Tuning the Cluster for MapReduce v2 (YARN)

Tuning the Cluster for MapReduce v2 (YARN)

This topic applies to YARN clusters only, and describes how to tune and optimize YARN for your cluster. It introduces the following terms:

  • ResourceManager: A master daemon that authorizes submitted jobs to run, assigns an ApplicationMaster to them, and enforces resource limits.
  • NodeManager: A worker daemon that launches ApplicationMaster and task containers.
  • ApplicationMaster: A supervisory task that requests the resources needed for executor tasks. An ApplicationMaster runs on a different NodeManager for each application. The ApplicationMaster requests containers, which are sized by the resources a task requires to run.
  • vcore: Virtual CPU core; a logical unit of processing power. In a basic case, it is equivalent to a physical CPU core or hyperthreaded virtual CPU core.
  • Container: A resource bucket and process space for a task. A container’s resources consist of vcores and memory.

Identifying Hardware Resources and Service Demand

Begin YARN tuning by comparing hardware resources on the worker node to the sum demand of the worker services you intend to run. First, determine how many vcores, how much memory, and how many spindles are available for Hadoop operations on each worker node. Then, estimate service demand, or the resources needed to run a YARN NodeManager and HDFS DataNode process. There may be other Hadoop services that do not subscribe to YARN, including:
  • Impalad
  • HBase RegionServer
  • Solr

Worker nodes also run system support services and possibly third-party monitoring or asset management services. This includes the Linux operating system.

Estimating and Configuring Resource Requirements

After identifying hardware and software services, you can estimate the CPU cores and memory each service requires. The difference between the hardware complement and this sum is the amount of resources you can assign to YARN without creating contention. Cloudera recommends starting with these estimates:
  • 10-20% of RAM for Linux and its daemon services
  • At least 16 GB RAM for an Impalad process
  • No more than 12-16 GB RAM for an HBase RegionServer process

In addition, you must allow resources for task buffers, such as the HDFS Sort I/O buffer. For vcore demand, consider the number of concurrent processes or tasks each service runs as an initial guide. For the operating system, start with a count of two.

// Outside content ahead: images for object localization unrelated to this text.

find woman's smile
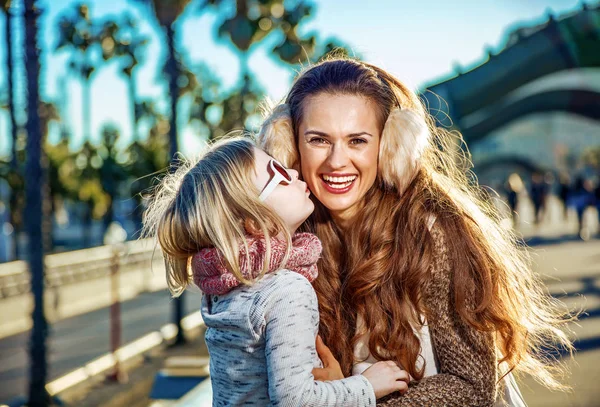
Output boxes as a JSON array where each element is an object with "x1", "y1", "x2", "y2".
[{"x1": 320, "y1": 173, "x2": 358, "y2": 194}]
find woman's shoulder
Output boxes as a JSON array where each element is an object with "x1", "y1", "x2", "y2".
[
  {"x1": 422, "y1": 216, "x2": 453, "y2": 290},
  {"x1": 423, "y1": 213, "x2": 446, "y2": 250}
]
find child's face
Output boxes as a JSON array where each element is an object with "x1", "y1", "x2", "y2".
[{"x1": 253, "y1": 147, "x2": 314, "y2": 232}]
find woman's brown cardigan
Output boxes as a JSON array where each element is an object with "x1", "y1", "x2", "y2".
[{"x1": 377, "y1": 226, "x2": 498, "y2": 406}]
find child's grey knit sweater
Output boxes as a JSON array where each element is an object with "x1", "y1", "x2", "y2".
[{"x1": 200, "y1": 269, "x2": 376, "y2": 406}]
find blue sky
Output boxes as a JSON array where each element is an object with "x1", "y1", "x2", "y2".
[{"x1": 0, "y1": 0, "x2": 588, "y2": 157}]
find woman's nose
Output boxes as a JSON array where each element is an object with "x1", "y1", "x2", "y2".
[{"x1": 327, "y1": 144, "x2": 349, "y2": 169}]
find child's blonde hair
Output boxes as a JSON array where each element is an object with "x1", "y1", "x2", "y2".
[{"x1": 142, "y1": 136, "x2": 292, "y2": 297}]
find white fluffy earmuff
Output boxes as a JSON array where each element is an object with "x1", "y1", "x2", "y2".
[{"x1": 379, "y1": 108, "x2": 431, "y2": 194}]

The following table shows example demand estimates for a worker node with 24 vcores and 256 GB of memory. Services that are not expected to run are allocated zero resources.
Table 1. Resource Demand Estimates: 24 vcores, 256 GB RAM
Service vcores Memory (MB)
Operating system 2  
YARN NodeManager 1  
HDFS DataNode 1 1,024
Impala Daemon 1 16,348
HBase RegionServer 0 0
Solr Server 0 0
Cloudera Manager agent 1 1,024
Task overhead 0 52,429
YARN containers 18 137,830
Total 24 262,144

You can now configure YARN to use the remaining resources for its supervisory processes and task containers. Start with the NodeManager, which has the following settings:

Table 2. NodeManager Properties
Property Description Default
yarn.nodemanager.resource.cpu-vcores Number of virtual CPU cores that can be allocated for containers. 8
yarn.nodemanager.resource.memory-mb Amount of physical memory, in MB, that can be allocated for containers. 8 GB
Hadoop is a disk I/O-centric platform by design. The number of independent physical drives (“spindles”) dedicated to DataNode use limits how much concurrent processing a node can sustain. As a result, the number of vcores allocated to the NodeManager should be the lesser of either:
  • (total vcores) – (number of vcores reserved for non-YARN use), or
  • 2 x (number of physical disks used for DataNode storage)
The amount of RAM allotted to a NodeManager for spawning containers should be the difference between a node’s physical RAM minus all non-YARN memory demand. So  yarn.nodemanager.resource.memory-mb = total memory on the node - (sum of all memory allocations to other processes such as DataNode, NodeManager, RegionServer etc.) For the example node, assuming the DataNode has 10 physical drives, the calculation is:
Table 3. NodeManager RAM Calculation
Property Value
yarn.nodemanager.resource.cpu-vcores min(24 – 6, 2 x 10) = 18
yarn.nodemanager.resource.memory-mb 137,830 MB

Sizing the ResourceManager

The ResourceManager enforces limits on YARN container resources and can reject NodeManager container requests when required. The ResourceManager has six properties to specify the minimum, maximum, and incremental allotments of vcores and memory available for a request.
Table 4. ResourceManager Properties
Property Description Default
yarn.scheduler.minimum-allocation-vcores The smallest number of virtual CPU cores that can be requested for a container. 1
yarn.scheduler.maximum-allocation-vcores The largest number of virtual CPU cores that can be requested for a container. 32
yarn.scheduler.increment-allocation-vcores If using the Fair Scheduler, virtual core requests are rounded up to the nearest multiple of this number. 1
yarn.scheduler.minimum-allocation-mb The smallest amount of physical memory, in MB, that can be requested for a container. 1 GB
yarn.scheduler.maximum-allocation-mb The largest amount of physical memory, in MB, that can be requested for a container. 64 GB
yarn.scheduler.increment-allocation-mb If you are using the Fair Scheduler, memory requests are rounded up to the nearest multiple of this number. 512 MB

If a NodeManager has 50 GB or more RAM available for containers, consider increasing the minimum allocation to 2 GB. The default memory increment is 512 MB. For minimum memory of 1 GB, a container that requires 1.2 GB receives 1.5 GB. You can set maximum memory allocation equal to yarn.nodemanager.resource.memory-mb.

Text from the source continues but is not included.